The voting ends at 2 p.m. We catch the first Friday exit poll results at HZDS headquarters, and no wonder everyone's smiling: 31 percent for HZDS, a measly 12.3 percent for the second-place leftist coalition led by SDL. HZDS press handlers hand out sandwiches, cigarettes, campaign goodies and cognac. "See? We're not barbarians," says one woman. Meciar cancels his scheduled press conference. The election victor will not be seen again in public for days.

Over at the SDL office, Peter Weiss is shaken. He complains that Meciar's TV stunt lured as many as 6 percentage points from the large block of undecided voters. His coalition partner, the Green Party's Jozef Pokorny, is much more bitter: "Maybe we gambled by being too serious and too truthful," he tells me. "Maybe a little demagoguery would have helped."

'Slovakia Needs a Government'

On Sunday, the election commission gives the official final results to Reuters before noon. The rest of us have to wait another 40 minutes for the "official announcement" press conference. There a drab man with a low monotone reads the results for all 18 parties in each of the country's four electoral districts. After 25 minutes of frantic scribbling, journalists are handed xeroxed pages with every number he's just uttered. No matter how you read it, it's a drubbing, an absolute triumph and vindication for one of Europe's weirdest politicians.

No human on earth, to my knowledge, predicted that HZDS would receive three times as many votes as its nearest competitor, let alone that Jan Luptak and his "Workers' Party" would come away with the role of kingmaker. But there it was: HZDS and the Slovak National Party would hold 69 of the 150 seats in Parliament. SDL, the Christian Democrats, the Democratic Union and the Hungarian coalition would together have 68, if they could finally be persuaded to cooperate. Luptak, with his 13 seats, controlled the swing faction.

Over at the Slovak Radio building, the heads of the seven parliamentary parties, with the conspicuous exception of Meciar, sit for a 90-minute television discussion about the results. Luptak, who looks like a crazed Slavic elf in a suit, babbles a stream-of-consciousness rap about the economy, temples pulsing and voice rising to a fever pitch. "What happened after November [1989]? First what happened? The [Parliament] deputies voted higher salaries for themselves. Then what happened? The deputies went to the factories and raised the salaries of the managers. Then what happened? They raised the salaries of bankers. Then they began to get jealous, so they raised their own salaries again. What kind of reform is that? What about the workers?"

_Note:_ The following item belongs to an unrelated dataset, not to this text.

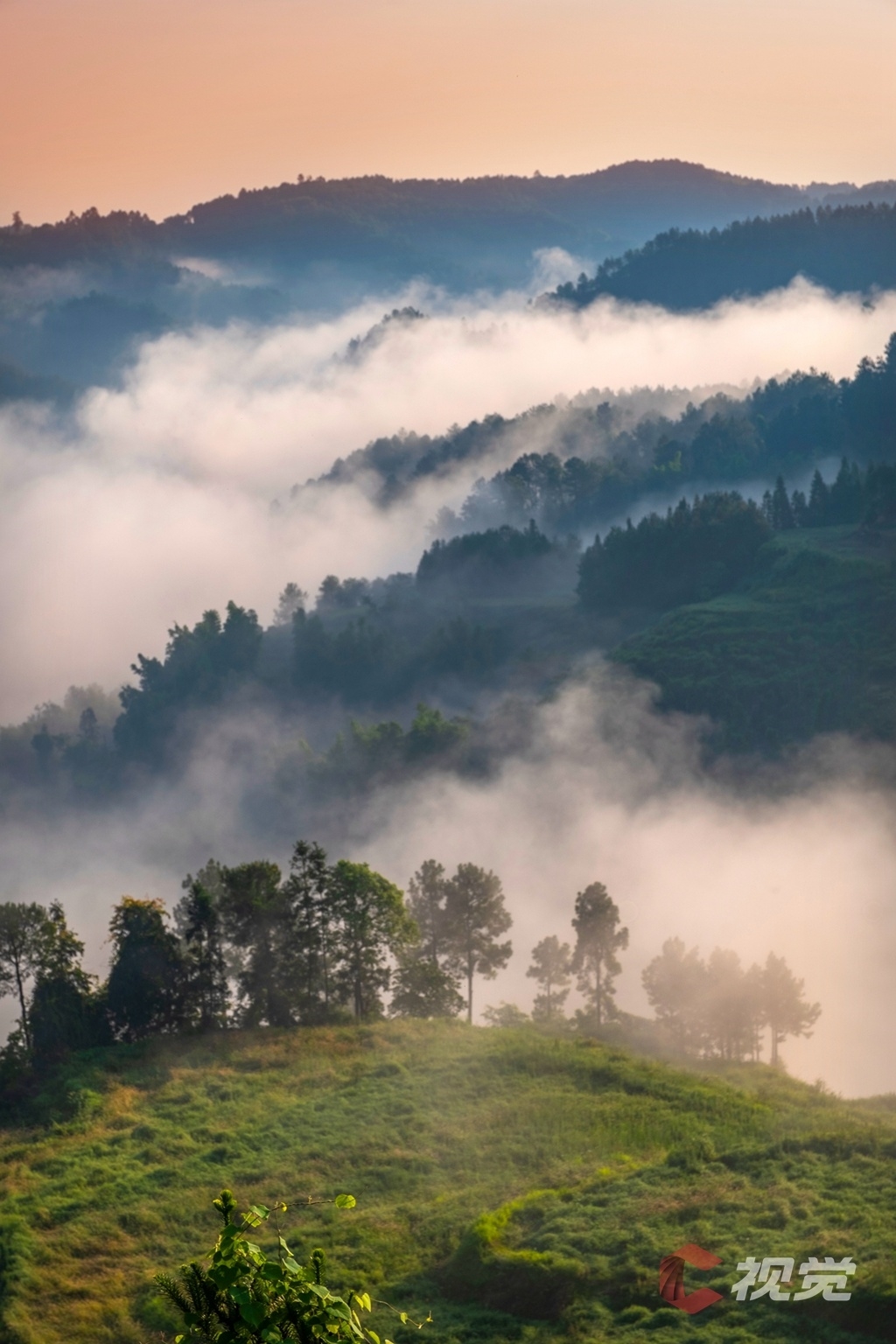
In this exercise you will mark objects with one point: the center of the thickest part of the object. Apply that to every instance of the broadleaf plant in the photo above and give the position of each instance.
(245, 1298)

Journalists, and even some panelists, fight a losing battle to suppress laughter. Luckily, super-nationalist Slota interrupts the monologue to needle his nemesis, Bela Bugar of the Hungarian Christian Democratic Movement: "God saved us from you being in the government." Bugar suggests that perhaps God doesn't have a nationality.

After trying to get Luptak to explain his economic theories for 30 minutes (summary: "We need to revitalize the economy"), I talk to Christian Democrat leader Jan Carnogursky, the last true anti-Communist in Slovakia within spitting distance of power.

After opposing Meciar and everything he represents for the past four years, Carnogursky said he is now willing to join the victorious thug in a coalition. I ask why. "You have to understand," he pleads. "Slovakia needs a government."